Aujourd’hui, force m’est donc d’admettre qu’il faut cesser de tergiverser. Il faut agir pour aller jusqu’au bout de l’"absurdité de la résistance" contre la loi d’impunité, loi qui trompe notre légitime confiance en nos institutions et viole la sécurité juridique qui s'en déduit. Et le tout, sans plus se poser de questions en pensant que « là où le devoir est net, se poser des questions, c’est déjà la défaite », comme le disait jadis Victor Hugo.

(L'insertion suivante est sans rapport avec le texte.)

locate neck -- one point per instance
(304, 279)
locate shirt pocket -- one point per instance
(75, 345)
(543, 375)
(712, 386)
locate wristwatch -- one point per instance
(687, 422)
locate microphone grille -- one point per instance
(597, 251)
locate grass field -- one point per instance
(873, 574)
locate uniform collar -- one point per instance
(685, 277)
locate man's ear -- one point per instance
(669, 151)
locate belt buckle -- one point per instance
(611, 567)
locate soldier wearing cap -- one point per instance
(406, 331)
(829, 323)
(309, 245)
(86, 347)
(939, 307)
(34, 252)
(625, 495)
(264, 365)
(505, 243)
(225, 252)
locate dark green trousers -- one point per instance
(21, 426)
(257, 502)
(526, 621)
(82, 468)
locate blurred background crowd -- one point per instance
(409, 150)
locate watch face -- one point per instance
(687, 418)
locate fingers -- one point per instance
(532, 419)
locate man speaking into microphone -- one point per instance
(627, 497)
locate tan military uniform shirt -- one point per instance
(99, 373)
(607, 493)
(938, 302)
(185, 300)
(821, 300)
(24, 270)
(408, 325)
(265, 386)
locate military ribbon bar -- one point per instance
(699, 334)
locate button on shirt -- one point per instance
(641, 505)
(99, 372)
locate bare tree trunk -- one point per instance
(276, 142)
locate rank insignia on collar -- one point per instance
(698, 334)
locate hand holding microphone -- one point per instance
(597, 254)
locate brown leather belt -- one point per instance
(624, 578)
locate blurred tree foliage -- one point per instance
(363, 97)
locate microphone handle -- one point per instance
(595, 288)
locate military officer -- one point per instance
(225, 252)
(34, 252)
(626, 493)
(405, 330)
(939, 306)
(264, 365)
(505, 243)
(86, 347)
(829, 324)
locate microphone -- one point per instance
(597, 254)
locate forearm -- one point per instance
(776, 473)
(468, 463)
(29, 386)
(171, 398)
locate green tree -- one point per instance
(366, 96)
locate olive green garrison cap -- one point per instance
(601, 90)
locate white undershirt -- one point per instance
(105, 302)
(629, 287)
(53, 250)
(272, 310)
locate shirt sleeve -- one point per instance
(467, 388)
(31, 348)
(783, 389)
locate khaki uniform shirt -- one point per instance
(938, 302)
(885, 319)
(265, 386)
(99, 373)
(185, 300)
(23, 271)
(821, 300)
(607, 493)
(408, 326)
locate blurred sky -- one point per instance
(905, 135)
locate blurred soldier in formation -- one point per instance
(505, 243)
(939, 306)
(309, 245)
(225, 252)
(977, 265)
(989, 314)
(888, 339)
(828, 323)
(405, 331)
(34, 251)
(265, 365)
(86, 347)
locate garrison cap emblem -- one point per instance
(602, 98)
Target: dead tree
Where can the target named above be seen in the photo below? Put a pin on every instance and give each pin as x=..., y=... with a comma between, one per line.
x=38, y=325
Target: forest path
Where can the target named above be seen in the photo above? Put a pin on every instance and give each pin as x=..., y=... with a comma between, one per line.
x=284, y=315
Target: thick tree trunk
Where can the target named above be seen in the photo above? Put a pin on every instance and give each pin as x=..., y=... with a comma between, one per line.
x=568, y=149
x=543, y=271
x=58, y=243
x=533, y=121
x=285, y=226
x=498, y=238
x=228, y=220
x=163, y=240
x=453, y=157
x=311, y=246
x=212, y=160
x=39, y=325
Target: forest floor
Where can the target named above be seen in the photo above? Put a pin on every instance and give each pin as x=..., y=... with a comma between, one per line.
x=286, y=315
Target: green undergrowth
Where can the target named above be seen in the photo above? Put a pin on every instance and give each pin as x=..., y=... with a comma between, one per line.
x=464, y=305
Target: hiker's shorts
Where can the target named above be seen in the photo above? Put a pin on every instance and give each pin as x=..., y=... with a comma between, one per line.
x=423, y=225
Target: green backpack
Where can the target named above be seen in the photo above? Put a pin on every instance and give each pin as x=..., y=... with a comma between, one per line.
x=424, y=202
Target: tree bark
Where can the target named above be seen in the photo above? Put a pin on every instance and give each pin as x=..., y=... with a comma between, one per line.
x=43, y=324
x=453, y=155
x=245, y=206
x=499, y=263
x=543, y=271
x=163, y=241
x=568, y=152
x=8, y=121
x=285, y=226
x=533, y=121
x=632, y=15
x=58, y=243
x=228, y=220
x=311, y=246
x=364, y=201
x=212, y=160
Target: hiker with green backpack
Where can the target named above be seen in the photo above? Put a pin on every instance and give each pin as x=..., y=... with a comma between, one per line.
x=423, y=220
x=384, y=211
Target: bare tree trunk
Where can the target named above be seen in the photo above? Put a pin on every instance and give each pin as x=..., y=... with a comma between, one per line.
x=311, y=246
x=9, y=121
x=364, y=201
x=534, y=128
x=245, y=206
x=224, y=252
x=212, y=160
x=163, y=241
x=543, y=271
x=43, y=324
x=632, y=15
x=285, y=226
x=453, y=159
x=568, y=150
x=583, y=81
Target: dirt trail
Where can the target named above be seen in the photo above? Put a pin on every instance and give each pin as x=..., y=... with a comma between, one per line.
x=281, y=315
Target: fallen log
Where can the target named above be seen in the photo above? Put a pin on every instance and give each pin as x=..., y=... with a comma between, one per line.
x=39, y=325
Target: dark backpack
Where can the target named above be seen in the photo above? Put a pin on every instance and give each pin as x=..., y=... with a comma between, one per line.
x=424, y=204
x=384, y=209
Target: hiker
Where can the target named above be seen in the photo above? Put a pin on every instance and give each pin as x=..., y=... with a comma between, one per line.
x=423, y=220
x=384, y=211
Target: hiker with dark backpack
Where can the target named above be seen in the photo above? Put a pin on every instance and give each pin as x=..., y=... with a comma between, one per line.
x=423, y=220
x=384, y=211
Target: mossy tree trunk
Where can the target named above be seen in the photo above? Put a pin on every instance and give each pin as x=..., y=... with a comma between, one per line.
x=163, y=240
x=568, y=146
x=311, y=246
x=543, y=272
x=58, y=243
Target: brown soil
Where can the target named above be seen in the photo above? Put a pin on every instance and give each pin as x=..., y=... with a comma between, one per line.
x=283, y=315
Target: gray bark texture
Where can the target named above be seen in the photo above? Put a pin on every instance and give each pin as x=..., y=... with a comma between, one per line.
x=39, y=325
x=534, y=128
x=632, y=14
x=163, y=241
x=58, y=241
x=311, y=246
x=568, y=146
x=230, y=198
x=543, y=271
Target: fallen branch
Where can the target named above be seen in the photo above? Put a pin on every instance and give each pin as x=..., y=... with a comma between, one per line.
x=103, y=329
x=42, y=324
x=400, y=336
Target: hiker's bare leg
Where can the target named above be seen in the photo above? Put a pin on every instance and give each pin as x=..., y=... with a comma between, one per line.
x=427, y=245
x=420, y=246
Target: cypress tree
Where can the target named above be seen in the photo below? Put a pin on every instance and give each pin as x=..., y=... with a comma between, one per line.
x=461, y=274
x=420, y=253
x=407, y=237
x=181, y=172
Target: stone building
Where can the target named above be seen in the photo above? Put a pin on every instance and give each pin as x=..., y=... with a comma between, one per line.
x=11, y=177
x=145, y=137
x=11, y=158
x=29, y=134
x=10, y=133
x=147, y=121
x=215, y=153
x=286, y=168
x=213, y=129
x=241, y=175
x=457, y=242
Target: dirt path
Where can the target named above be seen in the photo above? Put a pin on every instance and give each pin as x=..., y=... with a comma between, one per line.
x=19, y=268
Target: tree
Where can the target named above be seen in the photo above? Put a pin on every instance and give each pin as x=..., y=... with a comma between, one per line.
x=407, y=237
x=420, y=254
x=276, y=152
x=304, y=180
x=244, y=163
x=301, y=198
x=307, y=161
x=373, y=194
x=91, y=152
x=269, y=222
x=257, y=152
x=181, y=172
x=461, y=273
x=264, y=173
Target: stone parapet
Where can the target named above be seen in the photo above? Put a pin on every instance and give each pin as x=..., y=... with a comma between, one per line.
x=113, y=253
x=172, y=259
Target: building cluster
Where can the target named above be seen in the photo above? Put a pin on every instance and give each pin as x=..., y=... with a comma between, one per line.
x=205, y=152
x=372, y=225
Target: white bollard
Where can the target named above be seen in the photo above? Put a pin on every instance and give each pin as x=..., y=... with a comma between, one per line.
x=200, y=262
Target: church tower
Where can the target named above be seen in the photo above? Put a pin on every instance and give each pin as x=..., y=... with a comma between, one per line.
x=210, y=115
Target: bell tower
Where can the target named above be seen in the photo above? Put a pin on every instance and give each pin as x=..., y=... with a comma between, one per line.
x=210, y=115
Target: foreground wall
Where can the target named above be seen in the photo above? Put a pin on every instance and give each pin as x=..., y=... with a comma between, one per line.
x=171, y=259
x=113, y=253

Je réserve la copie de la présente, pour information, à Monsieur Willy Demeyer, Bourgmestre de la Ville de Liège, à Monsieur Christian De Valkeneer, Procureur général près la Cour d’appel de Liège, et à une journaliste, avant qu’ils ne soient informés par les évènements. Il vous est évidemment loisible, quant à vous, d’en informer vos amis Ecolo et plus particulièrement votre ‘homme de main’ - et c’est important - Monsieur Bernard Wesphael, ex-parlementaire wallon, qui voulait être premier en tout, même en victime.